The T1/T2 precision measurements in healthy subjects are compared in Figure 4. The proposed approach significantly improved precision for both biomarkers at both scan times. Even when truncating to 50-s scan time, the proposed approach still yielded comparable or significantly better precision that that of the previous approach at 90-s scan time. The T1/T2 repeatability measurements over both cohorts are compared in Figure 5. The proposed approach significantly improved repeatability compared to the fixed basis approach. There was no significant difference between repeatability of the proposed approach at 50-s scan time and the previous approach at 90-s scan time.

Discussion and Conclusion

In pursuit of improving precision and repeatability of quantitative CMR with Multitasking, we developed a novel low-rank tensor reconstruction approach that jointly recovers spatial and temporal components using the entire dataset acquired. The proposed approach was evaluated on numerical simulations and in-vivo studies, which significantly improved precision by ~20% and repeatability by ~30%. The approach is promising for improving lesion identification, elevating diagnostic confidence, and enhancing sensitivity. The comparisons across different scan times further indicated the potential of reducing scan time while preserving image quality.

Acknowledgements

This work was supported by the National Institutes of Health (Grant/Award Nos. R01EB028146 and R01HL156818).

References

  1. O’Brien AT, Gil KE, Varghese J, Simonetti OP, Zareba KM. T2 mapping in myocardial disease: a comprehensive review. Journal of Cardiovascular Magnetic Resonance 2022;24(1):1-25.
  2. Aherne E, Chow K, Carr J. Cardiac T1 mapping: techniques and applications. Journal of Magnetic Resonance Imaging 2020;51(5):1336-1356.
  3. Christodoulou AG, Shaw JL, Nguyen C, Yang Q, Xie Y, Wang N, Li D. Magnetic resonance multitasking for motion-resolved quantitative cardiovascular imaging. Nat Biomed Eng 2018;2(4):215-226.
  4. Segars WP, Sturgeon G, Mendonca S, Grimes J, Tsui BM. 4D XCAT phantom for multimodality imaging research. Med Phys 2010;37(9):4902-4915

Figures

Figure 1. The previous algorithm and the proposed algorithm for image reconstruction.

Figure 2. (A) The reconstructed parametric maps and error maps at diastolic phase for the numerical phantom with a scan time of 90s. (B) The RMSE values for different approaches at different scan times.

Figure 3. The available clinical images and Multitasking maps on a cardiomyopathy patient. Imaging findings indicated the patient had transmural and subendocardial scars in the left ventricle (blue arrows). T1 maps reconstructed with proposed approach at different scan times identified similar abnormal findings as clinical protocols. With the fixed basis approach, however, the mid-ventricular T1 map with 90-s scan was unable to define the scars as clearly (green arrows), and the basal T1 map with 50-s scan showed false positive regions in the anterior segment (orange arrows).

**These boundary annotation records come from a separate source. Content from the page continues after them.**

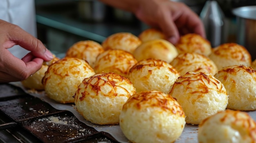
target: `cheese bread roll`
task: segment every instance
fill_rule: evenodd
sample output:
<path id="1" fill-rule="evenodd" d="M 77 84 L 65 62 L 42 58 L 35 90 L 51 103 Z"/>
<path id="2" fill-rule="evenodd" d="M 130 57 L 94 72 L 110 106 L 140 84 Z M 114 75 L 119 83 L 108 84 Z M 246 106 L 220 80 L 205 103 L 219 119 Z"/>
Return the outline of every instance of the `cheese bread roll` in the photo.
<path id="1" fill-rule="evenodd" d="M 139 34 L 138 37 L 142 42 L 155 39 L 166 38 L 163 32 L 154 28 L 149 28 Z"/>
<path id="2" fill-rule="evenodd" d="M 210 42 L 195 33 L 187 34 L 182 36 L 175 46 L 179 54 L 192 52 L 208 56 L 211 53 Z"/>
<path id="3" fill-rule="evenodd" d="M 186 114 L 187 123 L 199 124 L 202 120 L 225 110 L 228 96 L 223 84 L 213 75 L 202 72 L 188 72 L 170 88 Z"/>
<path id="4" fill-rule="evenodd" d="M 256 143 L 256 123 L 246 112 L 227 110 L 204 120 L 198 138 L 200 143 Z"/>
<path id="5" fill-rule="evenodd" d="M 137 60 L 130 53 L 122 50 L 110 49 L 99 54 L 94 69 L 96 73 L 113 72 L 125 77 Z"/>
<path id="6" fill-rule="evenodd" d="M 254 59 L 252 62 L 252 65 L 251 66 L 254 69 L 254 70 L 256 70 L 256 59 Z"/>
<path id="7" fill-rule="evenodd" d="M 74 44 L 67 50 L 66 52 L 66 57 L 84 59 L 93 67 L 96 57 L 103 51 L 101 45 L 96 42 L 81 41 Z"/>
<path id="8" fill-rule="evenodd" d="M 233 65 L 250 66 L 251 55 L 242 46 L 236 43 L 225 43 L 213 49 L 209 57 L 219 70 Z"/>
<path id="9" fill-rule="evenodd" d="M 169 63 L 178 55 L 175 46 L 163 39 L 148 41 L 141 44 L 133 52 L 137 61 L 147 59 L 157 59 Z"/>
<path id="10" fill-rule="evenodd" d="M 75 94 L 76 110 L 87 120 L 100 124 L 119 123 L 122 107 L 136 92 L 127 78 L 113 73 L 85 79 Z"/>
<path id="11" fill-rule="evenodd" d="M 227 90 L 228 108 L 256 110 L 256 71 L 253 68 L 243 65 L 231 66 L 222 68 L 214 76 Z"/>
<path id="12" fill-rule="evenodd" d="M 120 127 L 132 143 L 173 143 L 185 126 L 185 114 L 175 99 L 162 92 L 132 96 L 120 115 Z"/>
<path id="13" fill-rule="evenodd" d="M 95 74 L 85 61 L 65 57 L 48 68 L 42 80 L 47 96 L 63 103 L 74 103 L 73 96 L 85 78 Z"/>
<path id="14" fill-rule="evenodd" d="M 37 90 L 43 90 L 45 89 L 42 83 L 42 79 L 45 76 L 45 73 L 47 71 L 49 66 L 58 61 L 60 59 L 54 57 L 49 61 L 44 62 L 41 68 L 34 74 L 27 79 L 21 81 L 22 86 L 28 89 L 34 89 Z"/>
<path id="15" fill-rule="evenodd" d="M 120 32 L 108 36 L 101 44 L 105 50 L 120 49 L 132 53 L 141 43 L 140 40 L 133 34 Z"/>
<path id="16" fill-rule="evenodd" d="M 207 57 L 196 53 L 181 53 L 170 63 L 180 75 L 188 72 L 201 72 L 215 75 L 218 69 L 214 62 Z"/>
<path id="17" fill-rule="evenodd" d="M 166 62 L 149 59 L 139 61 L 128 75 L 137 92 L 156 90 L 165 93 L 168 93 L 179 76 L 176 69 Z"/>

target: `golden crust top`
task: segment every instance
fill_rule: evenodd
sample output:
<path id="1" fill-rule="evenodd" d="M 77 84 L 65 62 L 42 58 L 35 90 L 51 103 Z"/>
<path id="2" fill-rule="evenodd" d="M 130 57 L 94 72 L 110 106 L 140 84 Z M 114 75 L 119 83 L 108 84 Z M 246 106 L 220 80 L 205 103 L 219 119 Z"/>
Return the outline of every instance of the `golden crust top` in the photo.
<path id="1" fill-rule="evenodd" d="M 91 87 L 90 91 L 85 90 L 79 97 L 76 95 L 77 93 L 81 92 L 79 90 L 84 90 L 88 87 Z M 133 90 L 128 90 L 131 89 L 131 88 Z M 109 90 L 106 91 L 106 89 Z M 75 100 L 81 101 L 85 100 L 85 95 L 92 98 L 95 98 L 92 95 L 109 97 L 117 95 L 130 97 L 135 93 L 135 91 L 132 84 L 126 78 L 113 73 L 102 73 L 84 79 L 76 92 Z"/>
<path id="2" fill-rule="evenodd" d="M 127 32 L 113 34 L 108 37 L 102 43 L 104 50 L 121 49 L 132 53 L 141 42 L 137 36 Z"/>
<path id="3" fill-rule="evenodd" d="M 196 81 L 198 82 L 195 82 L 194 81 Z M 210 89 L 209 88 L 216 90 L 220 93 L 227 95 L 226 89 L 218 80 L 212 75 L 202 72 L 196 73 L 189 72 L 179 77 L 174 83 L 170 92 L 172 92 L 172 90 L 175 88 L 175 86 L 179 84 L 185 87 L 187 89 L 186 91 L 192 92 L 193 92 L 190 93 L 191 95 L 197 93 L 202 93 L 203 94 L 202 95 L 203 95 L 209 92 L 209 90 Z M 211 85 L 211 86 L 208 85 Z M 197 89 L 197 90 L 195 90 L 194 89 Z M 198 96 L 198 98 L 201 98 L 201 97 Z"/>
<path id="4" fill-rule="evenodd" d="M 251 55 L 243 46 L 236 43 L 225 43 L 213 48 L 213 53 L 227 59 L 234 59 L 240 61 L 251 60 Z"/>
<path id="5" fill-rule="evenodd" d="M 195 52 L 208 56 L 211 52 L 210 42 L 195 33 L 187 34 L 182 36 L 175 46 L 179 53 Z"/>
<path id="6" fill-rule="evenodd" d="M 143 68 L 144 66 L 152 67 L 155 68 L 160 68 L 162 67 L 168 67 L 169 70 L 175 74 L 180 74 L 177 70 L 171 65 L 168 64 L 166 62 L 159 59 L 143 59 L 139 61 L 130 70 L 129 73 L 132 72 L 134 70 L 139 70 Z"/>
<path id="7" fill-rule="evenodd" d="M 250 141 L 253 141 L 252 143 L 256 141 L 256 122 L 246 112 L 229 109 L 220 111 L 203 120 L 199 127 L 202 128 L 213 123 L 219 127 L 230 126 L 233 130 L 240 132 L 238 134 L 239 136 L 242 136 L 242 138 L 237 139 L 243 141 L 248 141 L 249 139 Z M 230 137 L 234 138 L 234 136 Z"/>
<path id="8" fill-rule="evenodd" d="M 65 57 L 57 61 L 54 64 L 51 64 L 49 66 L 47 71 L 45 72 L 45 75 L 47 76 L 45 76 L 43 79 L 43 84 L 45 84 L 48 78 L 50 77 L 51 74 L 58 75 L 61 78 L 64 79 L 65 77 L 79 75 L 81 70 L 88 71 L 88 73 L 94 73 L 94 70 L 88 64 L 85 64 L 82 61 L 87 62 L 85 61 L 77 58 Z M 67 64 L 70 66 L 66 66 Z M 79 66 L 79 68 L 78 66 L 80 65 L 83 66 Z"/>
<path id="9" fill-rule="evenodd" d="M 185 117 L 185 113 L 181 106 L 171 96 L 162 92 L 143 91 L 132 96 L 123 107 L 125 111 L 129 108 L 127 105 L 136 108 L 138 110 L 148 108 L 159 108 L 164 112 L 170 112 L 173 114 Z"/>

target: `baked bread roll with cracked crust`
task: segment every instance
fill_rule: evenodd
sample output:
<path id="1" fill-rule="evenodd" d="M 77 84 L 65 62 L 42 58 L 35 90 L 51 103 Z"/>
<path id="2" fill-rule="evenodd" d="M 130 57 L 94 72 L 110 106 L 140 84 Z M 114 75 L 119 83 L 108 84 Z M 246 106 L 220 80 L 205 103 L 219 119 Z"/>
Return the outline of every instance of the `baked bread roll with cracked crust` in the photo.
<path id="1" fill-rule="evenodd" d="M 108 36 L 101 45 L 104 50 L 120 49 L 133 53 L 141 43 L 136 36 L 127 32 L 117 33 Z"/>
<path id="2" fill-rule="evenodd" d="M 206 39 L 195 33 L 189 33 L 180 37 L 175 45 L 179 54 L 196 53 L 208 56 L 211 53 L 211 43 Z"/>
<path id="3" fill-rule="evenodd" d="M 84 79 L 74 96 L 76 110 L 87 120 L 100 125 L 119 123 L 124 104 L 136 93 L 127 78 L 113 73 Z"/>
<path id="4" fill-rule="evenodd" d="M 45 73 L 47 71 L 49 66 L 58 61 L 60 59 L 55 57 L 49 61 L 44 62 L 41 68 L 34 74 L 27 79 L 21 81 L 22 86 L 28 89 L 43 90 L 45 89 L 42 83 L 42 79 L 45 76 Z"/>
<path id="5" fill-rule="evenodd" d="M 142 43 L 133 52 L 138 61 L 147 59 L 160 59 L 169 63 L 178 55 L 175 46 L 163 39 L 156 39 Z"/>
<path id="6" fill-rule="evenodd" d="M 66 52 L 66 57 L 84 59 L 93 67 L 96 57 L 103 51 L 101 45 L 98 42 L 92 40 L 81 41 L 70 47 Z"/>
<path id="7" fill-rule="evenodd" d="M 139 34 L 139 38 L 142 42 L 156 39 L 166 39 L 166 37 L 163 32 L 154 28 L 149 28 Z"/>
<path id="8" fill-rule="evenodd" d="M 175 99 L 162 92 L 132 96 L 120 115 L 120 127 L 132 143 L 173 143 L 185 126 L 185 114 Z"/>
<path id="9" fill-rule="evenodd" d="M 254 59 L 252 62 L 252 65 L 251 66 L 254 69 L 254 70 L 256 70 L 256 59 Z"/>
<path id="10" fill-rule="evenodd" d="M 85 61 L 65 57 L 49 66 L 42 82 L 49 98 L 61 103 L 74 103 L 73 96 L 79 85 L 94 74 Z"/>
<path id="11" fill-rule="evenodd" d="M 256 123 L 245 112 L 228 109 L 204 119 L 198 139 L 200 143 L 256 143 Z"/>
<path id="12" fill-rule="evenodd" d="M 188 72 L 179 77 L 169 95 L 182 107 L 187 123 L 198 125 L 205 118 L 226 109 L 228 96 L 223 84 L 213 75 Z"/>
<path id="13" fill-rule="evenodd" d="M 179 76 L 172 66 L 158 59 L 139 61 L 130 69 L 128 75 L 137 92 L 156 90 L 166 94 Z"/>
<path id="14" fill-rule="evenodd" d="M 188 72 L 201 72 L 214 75 L 218 71 L 213 61 L 203 55 L 196 53 L 180 54 L 170 64 L 180 75 L 184 75 Z"/>
<path id="15" fill-rule="evenodd" d="M 243 46 L 236 43 L 225 43 L 213 48 L 209 58 L 219 70 L 233 65 L 251 66 L 251 55 Z"/>
<path id="16" fill-rule="evenodd" d="M 96 73 L 112 72 L 127 77 L 130 69 L 137 63 L 131 53 L 122 50 L 110 49 L 97 57 L 94 69 Z"/>
<path id="17" fill-rule="evenodd" d="M 225 86 L 229 95 L 229 109 L 243 111 L 256 110 L 256 71 L 249 66 L 232 66 L 215 76 Z"/>

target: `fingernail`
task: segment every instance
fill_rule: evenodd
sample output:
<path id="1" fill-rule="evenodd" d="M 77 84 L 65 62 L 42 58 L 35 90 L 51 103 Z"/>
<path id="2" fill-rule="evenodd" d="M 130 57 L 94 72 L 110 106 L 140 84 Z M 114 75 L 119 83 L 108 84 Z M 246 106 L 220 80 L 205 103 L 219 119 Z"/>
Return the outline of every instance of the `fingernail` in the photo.
<path id="1" fill-rule="evenodd" d="M 168 41 L 172 44 L 175 44 L 177 42 L 177 38 L 174 36 L 171 37 L 168 39 Z"/>
<path id="2" fill-rule="evenodd" d="M 51 53 L 48 50 L 48 49 L 46 50 L 46 51 L 45 51 L 45 55 L 46 56 L 46 57 L 47 57 L 48 59 L 50 60 L 53 59 L 53 55 L 52 55 L 52 53 Z"/>

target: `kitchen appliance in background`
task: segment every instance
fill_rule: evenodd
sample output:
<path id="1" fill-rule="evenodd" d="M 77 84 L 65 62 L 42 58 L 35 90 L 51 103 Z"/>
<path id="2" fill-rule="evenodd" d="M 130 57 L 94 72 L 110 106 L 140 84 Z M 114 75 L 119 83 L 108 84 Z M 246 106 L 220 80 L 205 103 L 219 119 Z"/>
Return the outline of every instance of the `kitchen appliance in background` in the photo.
<path id="1" fill-rule="evenodd" d="M 218 2 L 215 0 L 207 1 L 200 17 L 204 26 L 207 38 L 212 47 L 224 42 L 225 15 Z"/>
<path id="2" fill-rule="evenodd" d="M 236 16 L 237 43 L 247 49 L 254 60 L 256 59 L 256 6 L 237 8 L 232 12 Z"/>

Figure 4. Bullseye plot of six mid-ventricular myocardial segments, showing T1 precision combined over the healthy subject cohort as a root-mean-square. (B) Distribution and comparison of T1 precision from different reconstruction approaches. Median and quartile range are labelled. (C) Bullseye plot of six mid-ventricular myocardial segments, showing T2 precision combined over the healthy subject cohort. (D) Distribution and comparison of T2 precision from different reconstruction approaches. Statistically significant differences are indicated with *.

Figure 5. (A)-(B) Bullseye plot of six mid-ventricular myocardial segments, showing T1 repeatability combined over the healthy subject cohort and cardiomyopathy patient cohort. (C) Distribution and comparison of T1 repeatability from different reconstruction approaches in the combined cohort of healthy volunteers and patients. (D)-(E) Bullseye plot of T2 repeatability over the heathy subject cohort and cardiomyopathy cohort. (F) Distribution and comparison of T2 repeatability in the combined cohort. Statistically significant differences are indicated with *.